Stranraer’s ambition to redefine itself as a waterfront destination is set to receive a boost this week with the opening of Gateway to Galloway; a community-led visitor information centre and community hub based at Stranraer Harbour.

Developed by community organisation, Stranraer Development Trust, Gateway to Galloway is the culmination of three years of planning for the group, as they take over the striking art deco clock tower and former harbour master building, recently refurbished by Dumfries and Galloway Council.

The goal of Gateway to Galloway is to establish a tourism focal point for visitors to the town which will showcase the wealth of things to do and experience in Stranraer and the wider Galloway area.  The information centre will also promote local businesses, produce and crafts; as well as providing volunteering opportunities and space for community groups to showcase their activities.

It is hoped that Gateway to Galloway will replicate the success of Stranraer Oyster Festival, also organised by Stranraer Development Trust, in putting Stranraer on the map as one of Scotland’s up and coming destinations.

Romano Petrucci, Chair of Stranraer Development Trust, said:

“The purpose of Gateway to Galloway is to let people know what we have in this area, not necessarily to tell people the fastest way to get to Glasgow or the Lake District, but to promote the amazing things we have in Galloway and encourage them to spend time here. To explore Port Logan and Portpatrick, to visit Whithorn and Wigtown, to be amazed by the Mull of Galloway and to spend time enjoying Stranraer itself.

“When it was announced that the former Tourist Information Centre was to close a few years ago, just as the community was committing to developing tourism, it was the last thing we wanted to hear.  At the time we had just held our hugely successful first Oyster Festival, we knew we needed a tourism hub for Stranraer, and we spent a lot of time looking at other examples of community-run information centres.

“We are really serious about promoting this area, and we’ve gone to great lengths to secure a stunning building with the assistance of our local council to help make that happen. What an incredible thing it is for the Development Trust to now be based in the marina overlooking the native oyster beds, watching our dream expand to include all things relating to local tourism.

“Gateway to Galloway will be for the people of our community as much as for those who visit our town. We are really excited at the number of local businesses that Gateway to Galloway can support and promote, there is just so much going on, and we are astonished at the abundance of quality that there is here. Our job is to inspire every visitor to Stranraer to see all the incredible things there are to do, to return and to encourage their friends and family to visit too.

On a day to day basis, Gateway to Galloway will be run by Vanessa Gracie and Amanda Horberry. Vanessa said:

“We have been enjoying getting everything set up and creating content for visitors and locals. It has been a great chance to network with our local community and we hope to continue this in the future. One of the things we’re keen to do is work with local businesses and artists, to increase our range of local arts, crafts and local produce.  We already have some fantastic work for sale by Galloway businesses such as Curlytale Books, Zany Zoo, Molten Fire and Studio 17 and we’re keen to expand our range to provide a window onto the work of the people of Galloway.“

Amanda commented:

“There has been a buzz already about town, with people wanting to know when we are opening, what we can offer and for some how they can be part of this. We would love our community to be part of Gateway to Galloway, so if there are members of the community who may wish to share their knowledge and skills by volunteering their time assisting in the hub, please pop in or get in touch.”

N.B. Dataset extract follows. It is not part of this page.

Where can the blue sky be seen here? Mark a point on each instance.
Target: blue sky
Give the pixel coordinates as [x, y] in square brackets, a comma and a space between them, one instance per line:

Douglas McMillan of McMillan Hotels said Gateway to Galloway will be important in establishing Stranraer as a destination, particularly when international tourism returns.  He commented:

“I see it as a focal point for marketing and information, of the Rhins in particular. This facility helps to establish Stranraer as a serious destination that can help our town meet the needs of visitors as our tourism reputation grows.

“If we are able to attract even just a fraction of the volume of visitors going through the north channel route ferries, and encourage them to spend a few days exploring the local area, then that would transform Galloway’s visitor economy.  When the travel trade returns we hope to get Stranraer established on itineraries as a place to stop, and we’ll be encouraging operators to draw up itineraries through Dumfries & Galloway before heading on the boat.

“This is obviously an unusual year in terms of tourism, but in the longer term we are looking to do a great deal with the Gateway to Galloway hub, like offering guide-led town tours, taking people up through the historic sites and round the town trail.

“Gateway to Galloway is about amplifying our tourism offer, inspiring visitors to make the most of our local area and encouraging them to linger and to spend their time and their money in our communities. The important thing is that we now have the facilities in place so that we can hit the ground running for Stranraer when international tourism opens back up.”

Gateway to Galloway is launching on Friday 2nd July with a drop in for local businesses, between 10am and 2pm.